Next-generation sequencing (NGS) paired-end libraries were built using the Nextera FLEX kit (Illumina). NGS was performed on the Illumina HiSeq platform. Bioinformatic analysis was done using an in-house package in R (JAMS version 1.13; https://github.com/johnmcculloch/JAMS_BW). Briefly, sequencing reads were quality trimmed and adapter clipped using Trimmomatic (48). Reads were then aligned to the M. musculus genome (all chromosomes plus mitochondria) to filter out host reads with Bowtie2 (49). Unaligned reads were then assembled using Megahit version 1.1.3 (50). The resulting contigs were annotated using Prokka version 1.13 (51) also yielding the predicted proteome. The trimmed sequencing reads were aligned back to the metagenomic contigs using Bowtie2 to gauge depth. Reads unaligned to the contigs (unassembled reads) were collected. The metagenomic contigs and the unassembled reads were taxonomically classified by k-mer analysis using Kraken version 1.0 (52) with a custom-build database comprising of all the complete and draft genome sequences in GenBank of all bacteria, archaea, fungi, viruses, and protozoa plus the genomes of M. musculus and Homo sapiens. Each sequence classified (either contig or read) was attributed to its last known taxon (LKT). The relative abundance of each LKT in the sample was computed by the number of bases covering contigs belonging to that LKT plus the number of bases from unassembled reads belonging to that LKT divided by the total number of bases sequenced in that sample. The R programming language (version 3.5.0) was used to integrate all metagenomic data. Heat maps were plotted using the ComplexHeatmap package version 3.8 (53).
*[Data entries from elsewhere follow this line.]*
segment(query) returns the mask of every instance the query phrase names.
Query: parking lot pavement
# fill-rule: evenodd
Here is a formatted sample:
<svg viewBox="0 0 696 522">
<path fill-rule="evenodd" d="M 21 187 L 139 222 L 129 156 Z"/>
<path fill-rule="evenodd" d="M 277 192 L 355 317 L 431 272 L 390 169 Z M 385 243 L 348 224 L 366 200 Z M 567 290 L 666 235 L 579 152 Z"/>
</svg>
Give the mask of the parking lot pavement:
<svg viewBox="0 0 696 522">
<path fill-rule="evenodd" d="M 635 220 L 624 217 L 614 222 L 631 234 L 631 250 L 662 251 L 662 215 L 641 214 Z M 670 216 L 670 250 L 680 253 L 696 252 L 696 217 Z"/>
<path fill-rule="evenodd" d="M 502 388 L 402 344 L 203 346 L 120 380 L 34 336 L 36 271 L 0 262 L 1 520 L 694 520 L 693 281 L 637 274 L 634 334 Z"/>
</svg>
Mycobiome sequencing analysis, Illumina library generation, and sequencing

Mouse fungal microbiomes were sequenced using the Illumina MiSeq platforms. Fungal ITS1-2 regions were amplified by PCR using primers modified to include sample barcodes and sequencing adaptors. Fungal primers were as follows: ITS1F 5′-CTTGGTCATTTAGAGGAAGTAA-3′; ITS2R 5′-GCTGCGTTCTTCATCGATGC-3′. ITS1 amplicons were generated with 35 cycles, whereas 16S amplicons were generated with 25 cycles using Invitrogen AccuPrime PCR reagents (Carlsbad, CA). Amplicons were then used in the second PCR reaction using Illumina Nextera XT v2 (San Diego, CA) barcoded primers to separately index each sample and 2 × 300 paired end sequencing was performed on the Illumina MiSeq (Illumina, CA). DNA was amplified as follows: Initial denaturation at 94°C for 10 min, followed by 40 cycles of denaturation at 94°C for 30 s, annealing at 55°C for 30 s, and elongation at 72°C for 2 min, followed by an elongation step at 72°C for 30 min. Quality control was performed using quantitative PCR (qPCR), DNA 1000 Bioanalyzer (Agilent Technologies), and Qubit (Life Technologies). Raw FASTQ ITS1 sequencing data were filtered to enrich for high-quality reads, removing the adapter sequence by cutadapt version 1.4.1 or any reads that did not contain the proximal primer sequence (54). Sequence reads were then quality trimmed (54). These reads were aligned to the Targeted Host-Associated Fungi (THF: https://risccweb.csmc.edu/microbiome/thf/) ITS1 database, using BLAST version 2.2.22 and the pick_otus.py pipeline in QIIME version 1.6 with an identity percentage ≥97% for operational taxonomic unit (OTU) picking (55). The alignment results were then tabulated across all reads, using the accession identifier of the ITS reference sequences as surrogate OTUs and using a Perl script (54). The R packages phyloseq (version 1.16.2) and vegan (version 2.4-3) were used for downstream analysis. R version 3.3.1 was used.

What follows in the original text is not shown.